Business

Nearly three-quarters of US counties have more businesses than before pandemic: analysis

AP-Ringo H.W. Chiu

Close to three-quarters of U.S. counties have seen a net gain of businesses since the start of the coronavirus pandemic, according to an analysis of federal data released Tuesday.

By the end of September, 74 percent of U.S. countries had more physical business establishments than they did before the start of the COVID-19 pandemic and recession in March 2020, according to researchers at the Economic Innovation Group (EIG), a bipartisan think tank. Only 44 percent reached that level five years after the end of the 2007-08 recession and financial crisis. 

EIG analyzed the latest data from the Bureau of Labor Statistics’ quarterly census of employment and wages up through the third quarter of 2021. The think tank found signs of a much stronger economic rebound, with fewer permanent business closures, than many economists expected at the onset of the crisis.

“During the early months of the COVID-19 pandemic, fears of a massive wave of small business failures were pervasive. Fortunately, these fears failed to materialize, no doubt due in part to unprecedented direct federal aid to help businesses survive the downturn, combined with household and monetary stimulus that enabled an entirely new crop of enterprises to take root,” wrote EIG research and policy associate Connor O’Brien.

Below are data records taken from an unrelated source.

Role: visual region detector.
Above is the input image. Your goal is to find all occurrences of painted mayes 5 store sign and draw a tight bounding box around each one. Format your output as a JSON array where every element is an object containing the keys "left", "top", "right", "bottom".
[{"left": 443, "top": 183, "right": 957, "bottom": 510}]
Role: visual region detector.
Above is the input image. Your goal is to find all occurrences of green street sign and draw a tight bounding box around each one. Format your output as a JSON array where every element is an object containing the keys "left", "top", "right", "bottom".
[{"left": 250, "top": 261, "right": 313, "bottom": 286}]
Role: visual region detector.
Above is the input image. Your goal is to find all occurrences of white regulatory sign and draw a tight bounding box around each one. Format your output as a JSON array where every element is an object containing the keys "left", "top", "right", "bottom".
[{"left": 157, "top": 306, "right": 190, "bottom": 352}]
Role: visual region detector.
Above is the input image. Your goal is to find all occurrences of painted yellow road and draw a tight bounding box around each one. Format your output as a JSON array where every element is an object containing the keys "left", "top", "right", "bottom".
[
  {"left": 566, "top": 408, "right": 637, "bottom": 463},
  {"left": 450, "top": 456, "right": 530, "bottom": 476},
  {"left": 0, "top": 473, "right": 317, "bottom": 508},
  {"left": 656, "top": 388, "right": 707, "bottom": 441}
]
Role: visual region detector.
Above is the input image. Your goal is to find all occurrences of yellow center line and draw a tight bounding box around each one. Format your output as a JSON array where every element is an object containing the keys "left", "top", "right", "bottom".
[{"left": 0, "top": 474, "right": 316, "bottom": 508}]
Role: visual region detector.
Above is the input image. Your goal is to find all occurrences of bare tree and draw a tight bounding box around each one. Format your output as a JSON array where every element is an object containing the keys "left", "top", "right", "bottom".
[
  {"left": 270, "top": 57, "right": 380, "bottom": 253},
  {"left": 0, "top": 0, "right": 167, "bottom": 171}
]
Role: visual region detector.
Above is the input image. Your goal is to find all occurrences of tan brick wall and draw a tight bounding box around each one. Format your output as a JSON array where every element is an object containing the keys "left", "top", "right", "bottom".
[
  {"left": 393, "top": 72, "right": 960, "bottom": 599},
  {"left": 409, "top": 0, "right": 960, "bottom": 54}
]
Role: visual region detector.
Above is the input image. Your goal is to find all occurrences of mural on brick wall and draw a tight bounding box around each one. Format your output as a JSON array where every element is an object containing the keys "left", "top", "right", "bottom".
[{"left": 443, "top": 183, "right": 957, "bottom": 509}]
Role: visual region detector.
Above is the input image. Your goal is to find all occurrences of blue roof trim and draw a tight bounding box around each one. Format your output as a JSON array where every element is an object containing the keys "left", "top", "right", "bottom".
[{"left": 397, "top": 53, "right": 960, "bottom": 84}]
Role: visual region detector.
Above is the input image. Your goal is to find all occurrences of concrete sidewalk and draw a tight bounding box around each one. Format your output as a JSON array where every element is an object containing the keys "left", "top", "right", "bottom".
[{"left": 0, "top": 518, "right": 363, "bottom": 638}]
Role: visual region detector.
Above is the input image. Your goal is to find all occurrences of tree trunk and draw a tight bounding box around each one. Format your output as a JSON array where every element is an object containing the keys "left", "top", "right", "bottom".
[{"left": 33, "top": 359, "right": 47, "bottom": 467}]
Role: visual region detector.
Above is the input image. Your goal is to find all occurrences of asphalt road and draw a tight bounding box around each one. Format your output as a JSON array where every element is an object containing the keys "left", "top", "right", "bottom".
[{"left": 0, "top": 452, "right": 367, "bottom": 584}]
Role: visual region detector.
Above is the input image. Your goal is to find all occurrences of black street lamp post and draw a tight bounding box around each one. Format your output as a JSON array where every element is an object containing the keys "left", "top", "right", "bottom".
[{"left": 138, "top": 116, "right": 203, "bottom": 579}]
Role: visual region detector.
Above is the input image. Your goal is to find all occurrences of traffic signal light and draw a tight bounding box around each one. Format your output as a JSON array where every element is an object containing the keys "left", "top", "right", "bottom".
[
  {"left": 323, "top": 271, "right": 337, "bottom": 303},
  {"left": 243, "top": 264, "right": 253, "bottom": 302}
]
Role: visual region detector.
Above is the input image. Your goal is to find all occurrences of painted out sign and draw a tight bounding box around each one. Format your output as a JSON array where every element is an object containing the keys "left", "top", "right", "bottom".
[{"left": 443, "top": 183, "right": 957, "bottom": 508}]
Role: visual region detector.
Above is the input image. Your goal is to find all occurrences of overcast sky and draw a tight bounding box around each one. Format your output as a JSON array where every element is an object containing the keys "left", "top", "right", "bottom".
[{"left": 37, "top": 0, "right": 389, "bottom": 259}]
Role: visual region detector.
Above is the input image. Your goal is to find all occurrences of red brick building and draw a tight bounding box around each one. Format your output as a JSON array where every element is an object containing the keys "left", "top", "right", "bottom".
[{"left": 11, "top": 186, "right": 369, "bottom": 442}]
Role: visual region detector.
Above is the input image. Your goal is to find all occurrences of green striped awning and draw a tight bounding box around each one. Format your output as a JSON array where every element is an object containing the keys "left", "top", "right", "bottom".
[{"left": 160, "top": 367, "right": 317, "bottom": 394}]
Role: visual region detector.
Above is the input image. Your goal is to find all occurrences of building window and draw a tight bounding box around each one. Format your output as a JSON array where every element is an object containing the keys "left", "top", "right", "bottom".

The emergence of the COVID-19 pandemic caused the quickest and steepest economic decline in modern U.S. history. The U.S. economy lost more than 20 million jobs as thousands of businesses were forced to close or drastically limit their operations. 

Economists feared many of those businesses — particularly in the leisure, hospitality, retail and entertainment industries — would never reopen after months of government restrictions and years of customer health concerns. Even so, the total of physical business establishments was up 7 percent from pre-pandemic levels by the end of last summer, according to EIG.

The South saw the biggest jump in new business establishments since the start of the pandemic at 9.4 percent, followed by the west at 7.3 percent. EIG said small and mid-sized counties throughout the South and noncoastal West were the biggest gainers, led by Ada County — the home of Boise — with a whopping 23 percent gain. Los Angeles, Maricopa, Miami-Dade and Orange counties added the most establishment total since 2020.

The Northeast (6.3 percent) and Midwest (5.2 percent) did not add as many businesses from pre-pandemic levels as their Southern and Western counterparts, with major metro areas in the regions among the slowest to rebound. New York County, which includes Manhattan, lost more businesses than any other county in the U.S.

While the U.S. economy is much stronger than it was when President Biden took office, the president and fellow Democrats have received little political benefit. Voters views on the strength of the economy and Biden’s handling of it have fallen steadily since the second half of last year as rising inflation overshadows an otherwise booming economy.

The U.S. added 431,000 jobs in March as the unemployment rate dropped to 3.6 percent and more workers reentered the labor force. Consumer spending has also held strong and is well above pre-pandemic trends, despite a 7.9 percent annual increase in consumer prices.

But steadily rising inflation, driven in part by pandemic-related supply constraints, has strained household budgets. While the burst of inflation began in automobiles and electronics, prices for food, energy and housing have risen steadily over the past six months.